O Brasil é um país curioso, cheio de contradições e de belezas culturais. Estamos com altos índices de violência no país, é verdade, devido à situação econômica em que se encontra o nosso povo, principalmente neste governo, o crime da pobreza. Mas, contraditoriamente, no convívio social, o brasileiro, em todas as classes, apesar de suas dificuldades, é um povo alegre, divertido e receptivo, talvez sem par. A cultura e nossos valores dão-nos a identidade do que nos faz.

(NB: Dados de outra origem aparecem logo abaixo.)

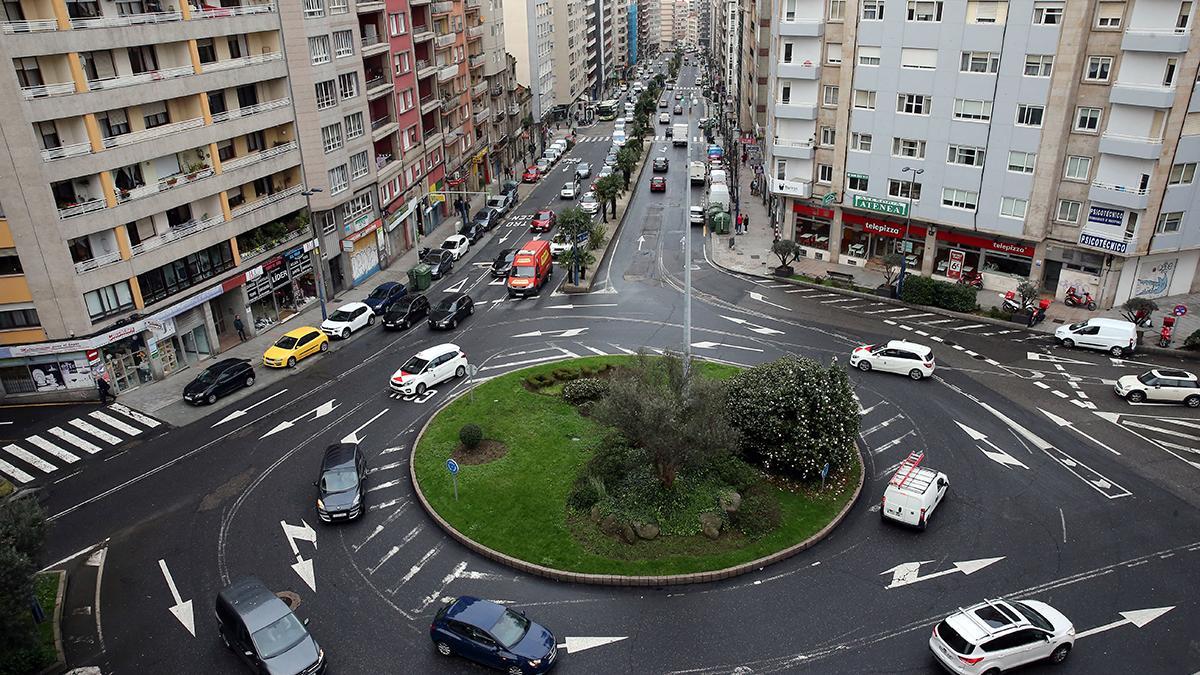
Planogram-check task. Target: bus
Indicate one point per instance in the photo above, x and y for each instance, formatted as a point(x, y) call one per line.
point(607, 109)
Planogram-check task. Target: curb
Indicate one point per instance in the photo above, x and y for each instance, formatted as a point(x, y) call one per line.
point(619, 579)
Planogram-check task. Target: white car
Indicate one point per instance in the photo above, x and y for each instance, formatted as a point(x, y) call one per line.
point(347, 318)
point(429, 368)
point(897, 356)
point(1161, 384)
point(995, 635)
point(456, 244)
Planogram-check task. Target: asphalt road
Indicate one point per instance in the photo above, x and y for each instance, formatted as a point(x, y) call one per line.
point(1092, 509)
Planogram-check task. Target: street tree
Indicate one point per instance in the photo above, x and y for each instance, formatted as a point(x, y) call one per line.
point(681, 420)
point(795, 416)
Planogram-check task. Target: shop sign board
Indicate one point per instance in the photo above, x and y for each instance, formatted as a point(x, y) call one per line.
point(880, 204)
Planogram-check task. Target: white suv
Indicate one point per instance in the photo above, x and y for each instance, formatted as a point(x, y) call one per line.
point(995, 635)
point(1163, 384)
point(429, 368)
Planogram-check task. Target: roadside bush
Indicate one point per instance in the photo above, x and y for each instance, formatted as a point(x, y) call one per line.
point(471, 436)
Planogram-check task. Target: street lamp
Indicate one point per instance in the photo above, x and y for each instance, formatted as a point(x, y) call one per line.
point(907, 221)
point(321, 263)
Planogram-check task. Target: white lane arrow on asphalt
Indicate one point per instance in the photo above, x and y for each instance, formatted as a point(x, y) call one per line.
point(575, 645)
point(1062, 422)
point(241, 412)
point(995, 454)
point(317, 413)
point(568, 333)
point(910, 572)
point(761, 298)
point(1138, 617)
point(181, 609)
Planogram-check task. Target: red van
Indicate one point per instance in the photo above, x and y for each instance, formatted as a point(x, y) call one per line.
point(532, 268)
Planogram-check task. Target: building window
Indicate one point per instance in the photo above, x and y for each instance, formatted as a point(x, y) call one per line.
point(1038, 65)
point(1029, 115)
point(972, 109)
point(913, 103)
point(1169, 221)
point(1087, 119)
point(337, 180)
point(911, 148)
point(1098, 69)
point(1078, 167)
point(1021, 162)
point(979, 61)
point(1012, 207)
point(1182, 174)
point(1068, 211)
point(331, 136)
point(965, 155)
point(957, 198)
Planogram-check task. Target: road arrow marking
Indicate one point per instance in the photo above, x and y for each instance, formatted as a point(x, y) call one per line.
point(317, 412)
point(1138, 617)
point(238, 413)
point(181, 609)
point(909, 572)
point(575, 645)
point(1062, 422)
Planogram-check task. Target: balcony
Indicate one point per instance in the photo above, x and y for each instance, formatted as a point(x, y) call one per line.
point(1126, 196)
point(1168, 41)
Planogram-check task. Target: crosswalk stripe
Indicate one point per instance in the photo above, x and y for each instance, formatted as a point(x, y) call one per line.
point(95, 431)
point(114, 423)
point(52, 448)
point(90, 448)
point(13, 472)
point(30, 459)
point(135, 414)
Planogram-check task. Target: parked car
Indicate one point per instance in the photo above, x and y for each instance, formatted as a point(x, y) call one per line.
point(348, 318)
point(453, 309)
point(294, 346)
point(493, 635)
point(384, 296)
point(406, 311)
point(220, 378)
point(429, 368)
point(1161, 384)
point(341, 485)
point(264, 633)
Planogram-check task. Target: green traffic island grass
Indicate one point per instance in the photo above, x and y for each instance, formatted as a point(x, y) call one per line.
point(517, 505)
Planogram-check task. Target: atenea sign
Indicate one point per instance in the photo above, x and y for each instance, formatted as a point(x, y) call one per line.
point(889, 207)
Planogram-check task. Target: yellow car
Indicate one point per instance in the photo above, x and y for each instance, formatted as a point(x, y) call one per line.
point(295, 345)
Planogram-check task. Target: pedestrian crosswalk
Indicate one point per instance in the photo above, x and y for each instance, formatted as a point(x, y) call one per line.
point(63, 446)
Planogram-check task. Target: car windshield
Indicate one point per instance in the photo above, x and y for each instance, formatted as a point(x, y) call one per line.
point(510, 628)
point(339, 481)
point(279, 637)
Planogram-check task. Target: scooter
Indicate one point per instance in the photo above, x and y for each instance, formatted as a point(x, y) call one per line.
point(1077, 299)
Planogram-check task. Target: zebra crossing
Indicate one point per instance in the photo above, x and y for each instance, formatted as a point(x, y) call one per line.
point(61, 447)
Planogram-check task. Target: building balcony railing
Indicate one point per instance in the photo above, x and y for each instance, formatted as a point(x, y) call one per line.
point(243, 209)
point(245, 112)
point(97, 262)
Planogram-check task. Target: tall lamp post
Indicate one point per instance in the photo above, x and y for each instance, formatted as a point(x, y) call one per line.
point(907, 221)
point(321, 263)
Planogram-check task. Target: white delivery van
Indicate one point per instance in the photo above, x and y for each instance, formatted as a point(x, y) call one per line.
point(913, 493)
point(1110, 335)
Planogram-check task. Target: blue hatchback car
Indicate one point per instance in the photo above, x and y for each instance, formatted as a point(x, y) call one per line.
point(495, 635)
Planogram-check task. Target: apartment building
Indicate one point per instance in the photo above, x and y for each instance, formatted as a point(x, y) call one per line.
point(1025, 139)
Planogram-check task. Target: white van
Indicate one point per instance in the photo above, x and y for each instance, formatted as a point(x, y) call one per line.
point(1110, 335)
point(913, 493)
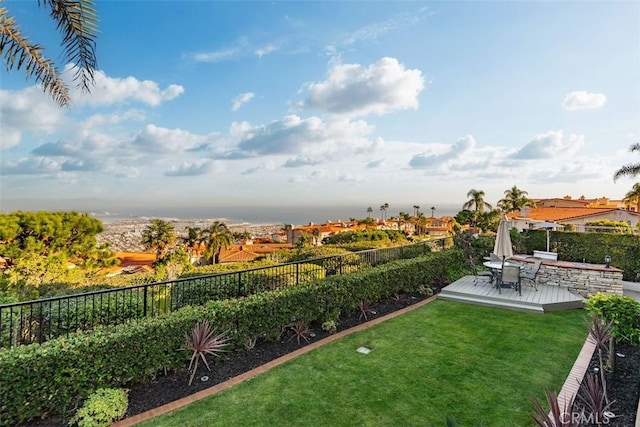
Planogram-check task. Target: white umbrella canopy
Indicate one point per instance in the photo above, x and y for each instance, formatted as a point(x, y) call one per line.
point(503, 247)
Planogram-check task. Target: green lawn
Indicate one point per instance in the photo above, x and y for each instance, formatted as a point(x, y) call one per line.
point(476, 364)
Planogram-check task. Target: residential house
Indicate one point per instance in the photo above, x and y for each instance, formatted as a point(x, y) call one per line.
point(577, 216)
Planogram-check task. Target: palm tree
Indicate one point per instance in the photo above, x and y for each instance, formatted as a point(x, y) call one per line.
point(316, 233)
point(421, 223)
point(514, 200)
point(403, 218)
point(632, 169)
point(215, 238)
point(77, 21)
point(159, 235)
point(383, 209)
point(633, 196)
point(192, 239)
point(476, 201)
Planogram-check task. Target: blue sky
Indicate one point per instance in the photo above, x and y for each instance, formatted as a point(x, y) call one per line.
point(293, 103)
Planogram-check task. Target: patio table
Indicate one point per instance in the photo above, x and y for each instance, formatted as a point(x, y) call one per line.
point(496, 268)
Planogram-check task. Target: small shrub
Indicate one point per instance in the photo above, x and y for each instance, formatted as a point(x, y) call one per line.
point(330, 326)
point(365, 309)
point(592, 395)
point(300, 330)
point(102, 408)
point(556, 415)
point(203, 342)
point(623, 311)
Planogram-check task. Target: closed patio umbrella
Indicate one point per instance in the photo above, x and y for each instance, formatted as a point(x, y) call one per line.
point(548, 226)
point(503, 247)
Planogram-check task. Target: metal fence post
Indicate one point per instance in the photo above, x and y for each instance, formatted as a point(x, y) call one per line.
point(144, 299)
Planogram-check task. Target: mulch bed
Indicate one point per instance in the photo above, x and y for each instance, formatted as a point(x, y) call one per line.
point(623, 384)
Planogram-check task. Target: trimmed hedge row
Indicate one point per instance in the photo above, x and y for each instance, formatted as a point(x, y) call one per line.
point(624, 249)
point(39, 380)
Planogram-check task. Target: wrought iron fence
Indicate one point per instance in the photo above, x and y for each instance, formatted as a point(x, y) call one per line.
point(44, 319)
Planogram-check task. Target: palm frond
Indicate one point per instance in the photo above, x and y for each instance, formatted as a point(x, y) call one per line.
point(19, 53)
point(78, 23)
point(630, 170)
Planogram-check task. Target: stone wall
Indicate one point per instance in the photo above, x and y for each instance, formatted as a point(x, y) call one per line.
point(585, 282)
point(586, 279)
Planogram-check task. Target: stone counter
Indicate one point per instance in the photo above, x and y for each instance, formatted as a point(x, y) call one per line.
point(586, 279)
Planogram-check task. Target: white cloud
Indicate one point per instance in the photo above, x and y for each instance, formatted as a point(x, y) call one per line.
point(112, 90)
point(154, 139)
point(240, 100)
point(98, 120)
point(312, 137)
point(266, 50)
point(300, 161)
point(27, 111)
point(581, 100)
point(194, 168)
point(233, 51)
point(377, 29)
point(377, 89)
point(455, 151)
point(549, 145)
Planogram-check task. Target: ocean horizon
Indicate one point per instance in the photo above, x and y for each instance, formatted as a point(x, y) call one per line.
point(298, 215)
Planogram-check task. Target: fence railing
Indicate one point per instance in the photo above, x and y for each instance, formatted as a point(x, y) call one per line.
point(44, 319)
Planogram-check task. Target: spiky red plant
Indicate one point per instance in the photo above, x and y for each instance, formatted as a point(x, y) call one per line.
point(600, 334)
point(557, 416)
point(203, 342)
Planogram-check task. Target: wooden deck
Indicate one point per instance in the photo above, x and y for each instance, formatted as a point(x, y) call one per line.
point(546, 298)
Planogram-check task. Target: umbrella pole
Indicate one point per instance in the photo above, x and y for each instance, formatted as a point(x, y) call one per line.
point(547, 240)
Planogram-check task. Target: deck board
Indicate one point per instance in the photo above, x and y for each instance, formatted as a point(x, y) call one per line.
point(480, 291)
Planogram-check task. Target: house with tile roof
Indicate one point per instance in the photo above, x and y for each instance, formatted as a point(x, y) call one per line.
point(317, 232)
point(582, 202)
point(250, 252)
point(577, 216)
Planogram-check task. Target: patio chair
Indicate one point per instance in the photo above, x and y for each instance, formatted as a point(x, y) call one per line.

Bolsonaro cometeu muitos erros, não há dúvidas. São erros na economia, na saúde, na educação, no meio ambiente, nas relações exteriores, amargando níveis de aprovação de seu governo na casa dos 25%, e rejeição pessoal acima dos 60%. O próprio estado da economia, por si, inviabiliza sua jornada eleitoral. Mas um erro importante de ser listado é a tentativa do assassinato da cultura. O brasileiro são dois, o da economia e o da cultura. O brasileiro gosta de rir, em todas as situações. Se a economia não vai bem, sobra a cultura, nas artes, na música, nas novelas, do poeta, do escritor. Desvirtuou as instituições de cultura do país. Ofende e persegue os jornalistas. Desvirtuou o MEC. Ao atentar contra os nossos valores, Bolsonaro esticou a corda além de qualquer limite plausível. Ganhou rejeição cultural.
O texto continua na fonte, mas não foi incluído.